The other way goes like this.

Resolve the components of the force on the particle, mg, into two components. One acting perpendicular to its motion, ie, away from the string, and one acting in the direction of its motion, perpendicular to the string. The force perpendicular to its motion will always be cancelled out by the tension of the string. So the only force we need to worry about that affects the particles velocity is the component of gravity that acts perpendicular to the string.

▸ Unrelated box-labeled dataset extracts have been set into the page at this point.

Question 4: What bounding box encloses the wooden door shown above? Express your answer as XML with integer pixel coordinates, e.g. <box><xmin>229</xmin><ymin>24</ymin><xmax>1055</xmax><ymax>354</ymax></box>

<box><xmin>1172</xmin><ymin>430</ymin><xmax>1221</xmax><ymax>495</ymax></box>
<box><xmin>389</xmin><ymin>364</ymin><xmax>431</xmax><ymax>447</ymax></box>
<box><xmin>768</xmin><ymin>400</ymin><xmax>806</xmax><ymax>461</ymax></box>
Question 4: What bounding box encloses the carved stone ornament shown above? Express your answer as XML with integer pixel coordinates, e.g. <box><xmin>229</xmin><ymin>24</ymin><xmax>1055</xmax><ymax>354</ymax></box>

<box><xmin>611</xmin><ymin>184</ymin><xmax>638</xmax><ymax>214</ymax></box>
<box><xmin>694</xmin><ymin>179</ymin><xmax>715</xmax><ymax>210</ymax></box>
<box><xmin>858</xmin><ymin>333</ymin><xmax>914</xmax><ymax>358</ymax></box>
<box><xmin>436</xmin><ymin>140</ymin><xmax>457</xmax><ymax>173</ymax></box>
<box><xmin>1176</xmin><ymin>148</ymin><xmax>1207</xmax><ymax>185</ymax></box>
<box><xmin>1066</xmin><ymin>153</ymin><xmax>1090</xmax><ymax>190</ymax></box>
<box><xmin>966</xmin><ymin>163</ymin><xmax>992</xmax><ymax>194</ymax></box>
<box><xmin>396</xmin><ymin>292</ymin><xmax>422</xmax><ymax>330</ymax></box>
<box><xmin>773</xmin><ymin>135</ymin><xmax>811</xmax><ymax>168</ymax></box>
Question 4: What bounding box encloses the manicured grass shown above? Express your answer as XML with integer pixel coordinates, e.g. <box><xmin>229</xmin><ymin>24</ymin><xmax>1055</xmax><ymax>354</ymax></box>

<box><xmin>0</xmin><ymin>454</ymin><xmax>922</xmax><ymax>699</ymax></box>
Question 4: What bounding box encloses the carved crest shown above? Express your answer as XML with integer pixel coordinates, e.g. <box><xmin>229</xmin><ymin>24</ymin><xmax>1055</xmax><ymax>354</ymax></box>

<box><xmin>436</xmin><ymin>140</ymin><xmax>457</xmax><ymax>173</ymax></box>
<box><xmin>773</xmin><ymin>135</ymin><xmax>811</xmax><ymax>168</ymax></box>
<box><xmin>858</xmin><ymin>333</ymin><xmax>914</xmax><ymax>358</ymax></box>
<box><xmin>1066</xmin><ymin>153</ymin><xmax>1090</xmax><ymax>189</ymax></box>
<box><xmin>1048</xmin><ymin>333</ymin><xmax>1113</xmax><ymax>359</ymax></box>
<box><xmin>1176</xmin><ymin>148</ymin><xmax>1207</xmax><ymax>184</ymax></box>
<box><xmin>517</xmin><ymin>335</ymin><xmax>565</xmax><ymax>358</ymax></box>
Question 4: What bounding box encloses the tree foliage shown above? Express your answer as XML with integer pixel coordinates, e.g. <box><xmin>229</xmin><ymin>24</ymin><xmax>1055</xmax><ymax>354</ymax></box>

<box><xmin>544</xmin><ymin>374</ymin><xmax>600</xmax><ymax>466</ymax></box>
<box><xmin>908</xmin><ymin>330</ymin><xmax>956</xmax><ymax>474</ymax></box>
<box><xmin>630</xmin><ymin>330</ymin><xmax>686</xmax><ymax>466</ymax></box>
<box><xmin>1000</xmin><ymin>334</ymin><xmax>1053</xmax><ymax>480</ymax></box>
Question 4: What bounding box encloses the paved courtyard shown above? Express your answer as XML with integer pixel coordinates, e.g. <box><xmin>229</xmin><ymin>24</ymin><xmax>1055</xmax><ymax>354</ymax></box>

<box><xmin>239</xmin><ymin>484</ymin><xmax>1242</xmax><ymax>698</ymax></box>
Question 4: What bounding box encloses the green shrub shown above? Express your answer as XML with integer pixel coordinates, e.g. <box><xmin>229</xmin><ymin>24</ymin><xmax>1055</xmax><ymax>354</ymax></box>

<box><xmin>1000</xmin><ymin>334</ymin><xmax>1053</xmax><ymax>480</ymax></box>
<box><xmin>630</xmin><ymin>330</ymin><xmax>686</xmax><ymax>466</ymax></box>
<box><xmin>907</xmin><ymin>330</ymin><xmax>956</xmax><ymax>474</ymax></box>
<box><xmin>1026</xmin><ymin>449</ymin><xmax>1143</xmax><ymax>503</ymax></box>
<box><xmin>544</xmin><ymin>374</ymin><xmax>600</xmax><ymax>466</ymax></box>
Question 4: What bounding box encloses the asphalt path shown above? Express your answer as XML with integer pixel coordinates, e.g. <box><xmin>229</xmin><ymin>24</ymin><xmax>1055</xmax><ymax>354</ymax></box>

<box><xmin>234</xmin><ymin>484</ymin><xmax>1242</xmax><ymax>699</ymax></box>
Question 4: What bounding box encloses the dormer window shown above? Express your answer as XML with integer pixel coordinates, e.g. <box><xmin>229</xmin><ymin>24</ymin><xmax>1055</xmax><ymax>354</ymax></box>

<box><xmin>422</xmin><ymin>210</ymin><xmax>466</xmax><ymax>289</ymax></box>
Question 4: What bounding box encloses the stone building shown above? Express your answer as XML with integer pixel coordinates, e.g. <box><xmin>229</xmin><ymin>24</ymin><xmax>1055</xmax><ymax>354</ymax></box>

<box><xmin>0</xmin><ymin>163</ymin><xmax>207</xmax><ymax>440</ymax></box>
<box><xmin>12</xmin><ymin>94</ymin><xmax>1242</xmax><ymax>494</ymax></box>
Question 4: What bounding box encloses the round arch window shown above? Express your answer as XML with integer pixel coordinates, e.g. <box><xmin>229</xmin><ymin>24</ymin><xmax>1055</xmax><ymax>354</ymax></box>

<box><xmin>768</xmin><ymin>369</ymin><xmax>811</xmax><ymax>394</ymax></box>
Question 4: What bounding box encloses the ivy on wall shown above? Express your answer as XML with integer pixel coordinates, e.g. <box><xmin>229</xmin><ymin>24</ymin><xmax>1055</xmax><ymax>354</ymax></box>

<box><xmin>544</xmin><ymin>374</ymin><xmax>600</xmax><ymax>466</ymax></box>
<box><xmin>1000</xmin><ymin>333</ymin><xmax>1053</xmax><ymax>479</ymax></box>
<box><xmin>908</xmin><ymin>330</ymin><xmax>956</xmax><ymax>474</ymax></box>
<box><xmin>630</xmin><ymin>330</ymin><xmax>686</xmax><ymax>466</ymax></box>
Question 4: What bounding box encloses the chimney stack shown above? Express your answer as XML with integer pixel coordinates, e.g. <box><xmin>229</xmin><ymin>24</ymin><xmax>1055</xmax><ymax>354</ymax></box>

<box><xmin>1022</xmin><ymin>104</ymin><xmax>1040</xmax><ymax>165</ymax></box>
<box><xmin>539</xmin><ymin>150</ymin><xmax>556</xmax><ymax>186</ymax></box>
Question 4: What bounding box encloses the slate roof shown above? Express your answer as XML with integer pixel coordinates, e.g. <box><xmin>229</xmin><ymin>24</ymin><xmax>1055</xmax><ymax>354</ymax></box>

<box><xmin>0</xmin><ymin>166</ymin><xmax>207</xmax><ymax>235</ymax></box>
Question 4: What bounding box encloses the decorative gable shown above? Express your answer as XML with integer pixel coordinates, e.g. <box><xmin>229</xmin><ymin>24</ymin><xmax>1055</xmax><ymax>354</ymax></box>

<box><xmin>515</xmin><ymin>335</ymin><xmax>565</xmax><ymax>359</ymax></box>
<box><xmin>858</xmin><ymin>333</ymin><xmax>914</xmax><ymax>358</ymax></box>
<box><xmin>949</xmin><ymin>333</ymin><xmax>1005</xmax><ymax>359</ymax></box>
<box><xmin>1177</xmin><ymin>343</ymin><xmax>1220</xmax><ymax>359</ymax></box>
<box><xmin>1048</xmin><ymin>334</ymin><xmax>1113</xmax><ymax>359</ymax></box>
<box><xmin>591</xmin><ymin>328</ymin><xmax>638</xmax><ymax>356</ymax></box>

If θ = 0 when the particle is released, and 90 at the bottom of its arc. Then this force can be written as.

F = mgcosθ = m(dv/dt)

=> gcosθ = dv/dt
         = d(rω)/dt (because v = ωr)
         = r(dω/dt) + ω(dr/dt)
         = r(dω/dt) (because dr/dt = 0)

so gcosθ = r(dω/dQ)

by the chain rule, dω/dt = (dθ/dt)(dω/dθ) = ω(dω/dθ)

=> gcosθ = rω(dω/dθ)
=> (g/r)cosθdθ = ωdω

The limits of Integration are then as follows.

For θ = 0, ω = Vi/r	(where Vi is the initial velocity, (v = ωr, therefore ω = v/r))
For θ = 90, ω = Vf/r	(where Vf is the final velocity)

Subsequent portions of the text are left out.